A better line of reflection is considering the influence and power such corporations exercise in the cyber military-industrial complex. In the realm of cyber policy, the line between public sector notions of security and defence, and the entrepreneurial pursuit of profit, have ceased to be meaningful. In a fundamental sense, Lynch was vital to that blurring, the innovator as semi-divine.
Darktrace became an apotheosis of that phenomenon, retaining influence in the market despite a scandal spotted record. It has, for instance, survived claims and investigations of sexual harassment. (One of those accused at the company was the most appropriately named Randy Cheek, a sales chief based in the San Francisco office.)
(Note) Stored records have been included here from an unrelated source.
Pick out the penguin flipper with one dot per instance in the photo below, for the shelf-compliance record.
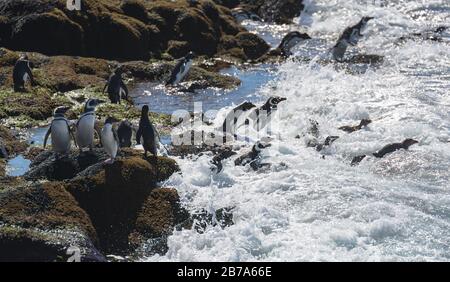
(47, 135)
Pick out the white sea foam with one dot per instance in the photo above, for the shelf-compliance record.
(314, 209)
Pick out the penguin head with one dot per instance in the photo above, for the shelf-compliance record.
(190, 56)
(118, 71)
(111, 120)
(24, 57)
(91, 104)
(60, 111)
(409, 142)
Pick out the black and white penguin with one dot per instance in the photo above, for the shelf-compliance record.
(116, 88)
(86, 125)
(110, 139)
(351, 129)
(147, 133)
(253, 157)
(388, 149)
(290, 41)
(261, 116)
(3, 151)
(229, 125)
(60, 132)
(22, 73)
(125, 133)
(350, 37)
(181, 69)
(241, 14)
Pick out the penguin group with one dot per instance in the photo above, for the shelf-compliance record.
(112, 138)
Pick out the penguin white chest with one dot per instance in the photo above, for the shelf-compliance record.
(85, 131)
(183, 72)
(60, 136)
(109, 142)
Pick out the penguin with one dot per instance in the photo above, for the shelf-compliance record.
(349, 37)
(60, 132)
(261, 116)
(147, 132)
(181, 69)
(3, 151)
(388, 149)
(125, 133)
(240, 15)
(86, 125)
(22, 73)
(252, 158)
(290, 41)
(116, 88)
(351, 129)
(110, 139)
(232, 118)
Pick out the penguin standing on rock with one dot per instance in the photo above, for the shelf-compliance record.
(290, 41)
(350, 37)
(60, 132)
(125, 133)
(110, 139)
(116, 87)
(181, 69)
(22, 73)
(261, 116)
(86, 125)
(147, 132)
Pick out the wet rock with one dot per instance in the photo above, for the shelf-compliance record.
(51, 167)
(41, 222)
(277, 11)
(221, 217)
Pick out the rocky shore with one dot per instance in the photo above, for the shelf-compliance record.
(78, 201)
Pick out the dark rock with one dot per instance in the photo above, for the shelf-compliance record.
(222, 217)
(41, 222)
(48, 166)
(252, 45)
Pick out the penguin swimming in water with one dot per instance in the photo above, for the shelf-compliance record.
(261, 116)
(290, 41)
(60, 132)
(116, 88)
(125, 133)
(147, 132)
(181, 69)
(110, 139)
(349, 37)
(22, 73)
(86, 125)
(253, 157)
(351, 129)
(388, 149)
(240, 15)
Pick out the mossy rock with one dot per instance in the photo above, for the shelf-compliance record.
(41, 222)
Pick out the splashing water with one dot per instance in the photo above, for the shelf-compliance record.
(306, 208)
In 2023, its chief executive Poppy Gustafsson fended off a stinging report by the US-hedge fund Quintessential Capital Management (QCM) alleging questionable sales and accounting practices intended to drive up the value of the company before it was floated on the London Stock Exchange in 2021. This sounded rather typical and seemed eerily reminiscent of the Autonomy affair. “After a careful analysis,” QCM reported, “we are deeply sceptical about the validity of Darktrace’s financial statements and fear that sales, margins and growth rates may be overstated and close to sharp correction.”
QCM’s efforts did no lasting damage. In April this year, it was revealed that Darktrace would be purchased by US private equity firm Thoma Bravo for the punchy sum of US$5.32 billion. The Darktrace board was bullish about the deal, telling investors that its “operating and financial achievements have not been reflected commensurately in its valuation, with shares trading at a significant discount to its global peer group”. If things sour on this one, Thoma Bravo will only have itself to blame, given the collapse of takeover talks it had with the company in 2022. Irrespective of any anticipated sketchiness, Lynch’s troubled legacy regarding data-driven technology and its relation to the state will remain.